O Banco Digimais, pertencente ao bispo Edir Macedo, de 81 anos, fundador da Igreja Universal do Reino de Deus, foi alvo de uma operação da Polícia Federal nesta terça-feira, 23 de outubro. Com um patrimônio estimado em R$ 9,6 bilhões, segundo a lista de bilionários da Forbes, Macedo é uma figura influente no cenário religioso e financeiro do Brasil.
Nascido no Rio de Janeiro em 1945, Edir Macedo cresceu em uma família católica e se tornou protestante aos 19 anos. Em 1975, ele fundou a Cruzada Religiosa do Caminho Eterno e, em 1977, junto com o cunhado Romildo Ribeiro Soares, conhecido como R. R. Soares, deu início à Igreja Universal. A parceria foi rompida em 1980, quando Soares fundou a Igreja Internacional da Graça de Deus.
Nos primeiros oito anos, a Universal expandiu rapidamente, alcançando 195 templos em 15 estados brasileiros. Em 1989, Edir Macedo adquiriu a TV Record por US$ 45 milhões (cerca de R$ 620 milhões nos dias de hoje), uma transação que exigiu que ele não participasse das negociações.
Atualmente, a Igreja Universal está presente em 150 países e realiza pregações em 102 línguas. Em 1992, Edir Macedo foi preso em São Paulo por 11 dias, sob a acusação de charlatanismo, mas o caso foi arquivado após pressão de fiéis e artistas.
Com uma trajetória marcada por proximidade com o poder político, Macedo apoiou todos os presidentes eleitos desde a redemocratização e, em 2022, declarou voto em Jair Bolsonaro (PL), mas logo após o resultado do segundo turno, afirmou que Luiz Inácio Lula da Silva (PT) foi eleito por “vontade de Deus”.

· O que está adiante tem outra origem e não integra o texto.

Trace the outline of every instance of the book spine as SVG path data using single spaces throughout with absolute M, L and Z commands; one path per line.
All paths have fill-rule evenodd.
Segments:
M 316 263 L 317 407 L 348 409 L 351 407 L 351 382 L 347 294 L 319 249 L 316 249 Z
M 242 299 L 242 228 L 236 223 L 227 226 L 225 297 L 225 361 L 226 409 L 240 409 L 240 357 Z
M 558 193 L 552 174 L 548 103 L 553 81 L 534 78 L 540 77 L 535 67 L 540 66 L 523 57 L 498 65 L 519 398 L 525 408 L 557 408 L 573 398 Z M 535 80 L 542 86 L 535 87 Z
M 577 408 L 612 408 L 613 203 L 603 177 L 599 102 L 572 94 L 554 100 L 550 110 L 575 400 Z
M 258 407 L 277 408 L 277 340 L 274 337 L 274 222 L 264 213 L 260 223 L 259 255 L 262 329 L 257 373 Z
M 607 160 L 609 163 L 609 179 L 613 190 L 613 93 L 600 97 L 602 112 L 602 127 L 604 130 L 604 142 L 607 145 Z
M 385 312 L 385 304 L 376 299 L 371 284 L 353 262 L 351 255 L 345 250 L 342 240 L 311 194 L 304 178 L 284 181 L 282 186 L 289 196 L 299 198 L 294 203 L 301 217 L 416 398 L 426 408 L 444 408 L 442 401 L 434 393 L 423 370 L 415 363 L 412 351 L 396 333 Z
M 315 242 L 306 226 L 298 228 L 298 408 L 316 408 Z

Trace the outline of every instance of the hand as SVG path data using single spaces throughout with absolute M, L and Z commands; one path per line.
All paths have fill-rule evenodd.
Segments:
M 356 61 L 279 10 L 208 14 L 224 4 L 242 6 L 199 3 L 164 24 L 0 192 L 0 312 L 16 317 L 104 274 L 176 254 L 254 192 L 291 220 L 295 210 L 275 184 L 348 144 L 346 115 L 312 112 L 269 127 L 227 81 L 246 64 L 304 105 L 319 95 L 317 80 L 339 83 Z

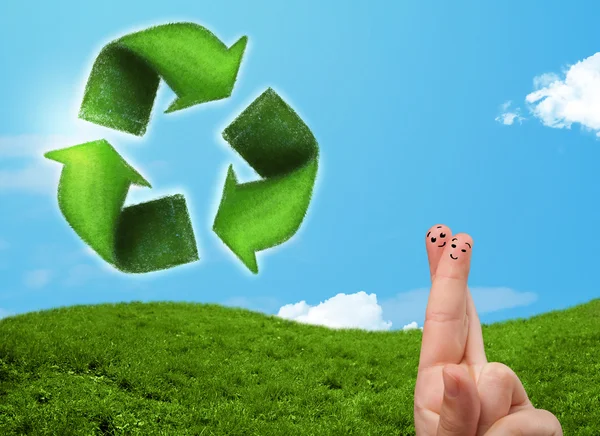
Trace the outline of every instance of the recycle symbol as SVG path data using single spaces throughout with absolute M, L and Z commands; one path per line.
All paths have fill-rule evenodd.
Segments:
M 125 35 L 97 56 L 79 118 L 143 136 L 160 79 L 177 98 L 166 113 L 227 98 L 247 37 L 230 48 L 204 27 L 170 23 Z M 271 88 L 223 131 L 261 176 L 240 184 L 230 165 L 213 231 L 253 273 L 256 252 L 299 229 L 310 204 L 318 145 L 302 119 Z M 199 260 L 183 195 L 123 207 L 132 184 L 151 188 L 104 139 L 50 151 L 64 164 L 58 205 L 68 224 L 120 271 L 146 273 Z

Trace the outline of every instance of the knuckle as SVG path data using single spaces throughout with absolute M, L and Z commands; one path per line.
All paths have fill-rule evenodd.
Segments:
M 458 417 L 444 416 L 440 419 L 440 428 L 444 431 L 443 434 L 447 435 L 464 435 L 465 426 Z
M 480 378 L 487 378 L 503 384 L 513 378 L 513 371 L 503 363 L 490 362 L 483 367 Z

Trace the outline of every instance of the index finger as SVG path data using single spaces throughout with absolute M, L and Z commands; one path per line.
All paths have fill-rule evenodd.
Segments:
M 425 311 L 419 368 L 459 364 L 463 359 L 472 246 L 473 239 L 460 233 L 451 238 L 442 252 Z

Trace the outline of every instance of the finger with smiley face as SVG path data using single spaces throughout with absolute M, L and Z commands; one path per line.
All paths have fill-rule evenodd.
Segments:
M 450 228 L 444 224 L 436 224 L 427 231 L 425 236 L 425 247 L 427 248 L 427 257 L 429 258 L 429 274 L 431 280 L 435 276 L 435 271 L 442 258 L 444 247 L 452 238 Z
M 471 249 L 473 248 L 473 239 L 467 234 L 457 235 L 461 236 L 454 237 L 450 241 L 450 259 L 458 260 L 462 259 L 470 259 L 471 258 Z

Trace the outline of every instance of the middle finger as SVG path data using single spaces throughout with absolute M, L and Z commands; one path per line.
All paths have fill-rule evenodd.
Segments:
M 444 247 L 425 312 L 419 367 L 462 361 L 468 332 L 467 278 L 472 246 L 472 238 L 461 233 Z

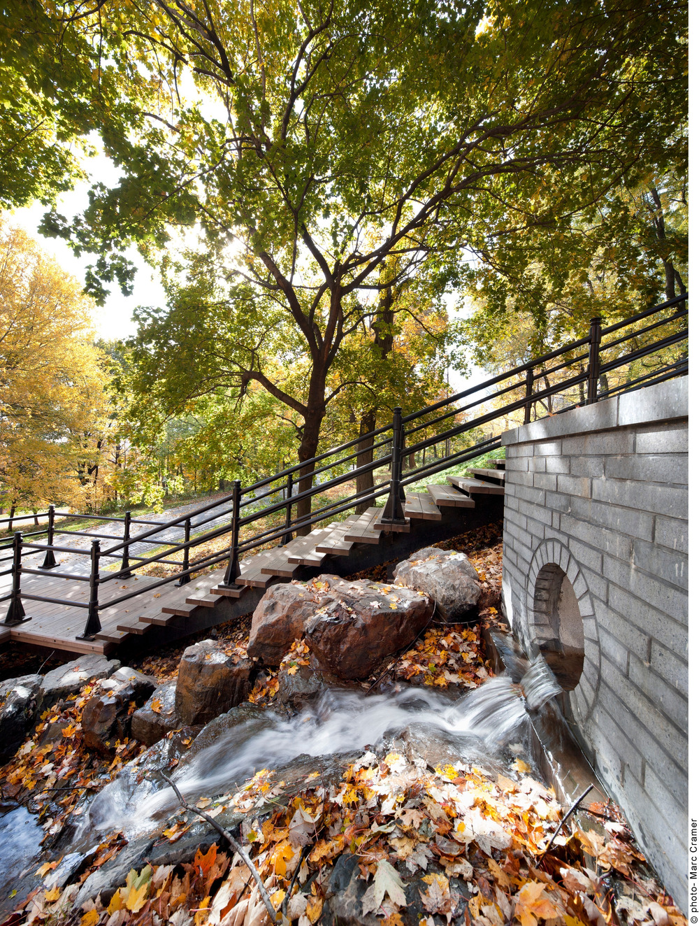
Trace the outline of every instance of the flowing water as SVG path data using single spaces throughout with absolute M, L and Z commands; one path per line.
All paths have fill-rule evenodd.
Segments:
M 262 720 L 253 719 L 222 732 L 210 745 L 183 757 L 172 780 L 185 798 L 214 796 L 262 768 L 280 769 L 299 756 L 362 750 L 414 725 L 440 731 L 443 741 L 465 761 L 492 763 L 499 755 L 505 771 L 508 757 L 504 747 L 529 735 L 528 701 L 538 709 L 559 691 L 543 659 L 531 665 L 521 686 L 500 675 L 456 702 L 425 689 L 368 697 L 329 690 L 291 719 L 267 712 Z M 118 779 L 95 796 L 84 827 L 122 830 L 131 838 L 153 828 L 176 807 L 165 782 L 144 782 L 134 789 L 127 779 Z

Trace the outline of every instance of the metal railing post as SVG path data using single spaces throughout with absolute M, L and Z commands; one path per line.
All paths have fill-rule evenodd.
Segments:
M 528 399 L 527 405 L 524 407 L 524 423 L 529 424 L 531 420 L 531 405 L 532 403 L 529 401 L 531 398 L 531 393 L 534 390 L 534 370 L 531 367 L 527 367 L 527 392 L 526 397 Z
M 12 540 L 12 597 L 3 624 L 6 627 L 17 627 L 31 618 L 26 617 L 21 599 L 22 575 L 22 533 L 16 531 Z
M 188 518 L 187 520 L 184 522 L 184 543 L 187 545 L 184 547 L 182 555 L 182 571 L 189 569 L 189 535 L 191 531 L 192 531 L 192 519 Z M 177 580 L 175 584 L 178 586 L 186 585 L 187 582 L 191 581 L 191 579 L 192 576 L 188 572 L 186 575 L 181 576 Z
M 408 521 L 403 510 L 406 493 L 401 485 L 403 478 L 403 416 L 400 407 L 393 408 L 393 443 L 391 447 L 391 486 L 383 516 L 379 524 L 394 529 L 405 529 Z
M 48 532 L 46 534 L 46 544 L 49 547 L 46 550 L 46 556 L 44 557 L 44 562 L 41 565 L 43 569 L 53 569 L 58 564 L 56 561 L 56 557 L 54 556 L 54 551 L 51 547 L 54 545 L 54 519 L 56 518 L 56 508 L 53 505 L 48 507 Z
M 602 319 L 590 319 L 590 358 L 587 365 L 587 405 L 597 401 L 597 382 L 600 375 L 600 343 L 602 341 Z
M 94 540 L 90 548 L 90 604 L 87 609 L 87 623 L 76 640 L 94 640 L 102 630 L 99 622 L 99 541 Z
M 121 554 L 121 569 L 119 570 L 119 579 L 131 579 L 133 573 L 129 569 L 129 547 L 131 537 L 131 513 L 124 512 L 124 549 Z
M 238 534 L 240 532 L 241 519 L 241 481 L 236 479 L 233 482 L 233 509 L 231 514 L 231 553 L 228 557 L 228 567 L 223 577 L 223 585 L 235 585 L 235 580 L 241 574 L 241 567 L 238 562 Z
M 286 477 L 286 490 L 284 492 L 284 497 L 286 498 L 286 521 L 284 527 L 286 528 L 286 533 L 281 538 L 280 542 L 280 546 L 285 546 L 287 544 L 291 544 L 293 538 L 293 532 L 292 531 L 292 495 L 293 494 L 293 473 L 289 473 Z

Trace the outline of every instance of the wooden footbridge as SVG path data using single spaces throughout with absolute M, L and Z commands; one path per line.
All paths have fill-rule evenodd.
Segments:
M 7 607 L 0 644 L 106 652 L 160 643 L 253 610 L 271 582 L 321 571 L 346 575 L 495 520 L 504 463 L 463 476 L 449 470 L 467 471 L 463 464 L 500 446 L 501 433 L 522 420 L 685 375 L 686 303 L 683 294 L 605 328 L 593 319 L 584 338 L 419 411 L 396 408 L 391 425 L 253 485 L 235 482 L 225 498 L 165 524 L 127 512 L 111 519 L 119 522 L 115 538 L 98 528 L 61 529 L 61 513 L 50 507 L 37 516 L 47 527 L 0 544 L 0 581 L 9 582 L 0 595 Z M 437 446 L 445 448 L 441 457 Z M 427 451 L 434 457 L 426 462 Z M 422 464 L 407 469 L 420 456 Z M 357 491 L 357 477 L 368 473 L 375 484 Z M 415 483 L 422 490 L 412 491 Z M 349 494 L 328 501 L 340 487 Z M 88 526 L 106 520 L 69 517 Z M 180 531 L 181 540 L 163 541 L 166 528 Z M 90 550 L 62 545 L 68 534 L 89 538 Z M 152 556 L 136 553 L 144 544 Z M 203 552 L 212 546 L 216 552 Z M 89 570 L 61 569 L 65 554 L 89 558 Z M 118 571 L 105 569 L 109 562 Z M 171 572 L 140 573 L 152 564 Z

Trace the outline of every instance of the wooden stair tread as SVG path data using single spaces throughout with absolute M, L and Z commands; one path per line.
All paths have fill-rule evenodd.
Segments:
M 367 508 L 344 533 L 343 539 L 357 544 L 381 543 L 381 532 L 374 531 L 374 522 L 382 510 L 379 507 Z
M 435 505 L 440 507 L 452 508 L 473 508 L 476 503 L 472 498 L 465 495 L 463 492 L 453 485 L 428 485 L 427 491 L 432 496 Z
M 495 485 L 494 482 L 485 482 L 482 479 L 468 479 L 468 476 L 447 476 L 447 482 L 462 492 L 468 492 L 469 495 L 474 493 L 481 493 L 485 495 L 504 495 L 505 486 Z
M 480 467 L 469 467 L 468 472 L 477 478 L 482 479 L 488 482 L 489 479 L 496 481 L 502 485 L 505 482 L 505 470 L 504 469 L 486 469 Z
M 344 534 L 347 532 L 347 528 L 356 523 L 359 518 L 360 515 L 350 515 L 349 518 L 333 528 L 328 536 L 317 544 L 318 552 L 336 557 L 346 557 L 355 544 L 351 540 L 345 540 Z

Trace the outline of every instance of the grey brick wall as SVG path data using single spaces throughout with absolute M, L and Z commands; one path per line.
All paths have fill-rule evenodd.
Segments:
M 550 637 L 534 584 L 554 563 L 585 634 L 569 692 L 580 744 L 648 858 L 686 906 L 687 380 L 508 432 L 507 618 L 530 656 Z

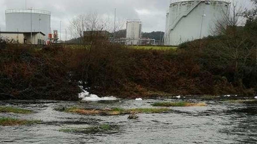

A entrada de Edir Macedo no setor financeiro ocorreu em 2020, quando ele comprou o antigo banco Renner, que foi rebatizado como Banco Digimais, com a sede transferida de Rio Grande do Sul para São Paulo. Desde 2009, ele já era acionista minoritário do banco.
Opinião
A operação da Polícia Federal contra o Banco Digimais levanta questões sobre a relação entre religião e negócios no Brasil, especialmente no que tange ao poder de influência de figuras como Edir Macedo.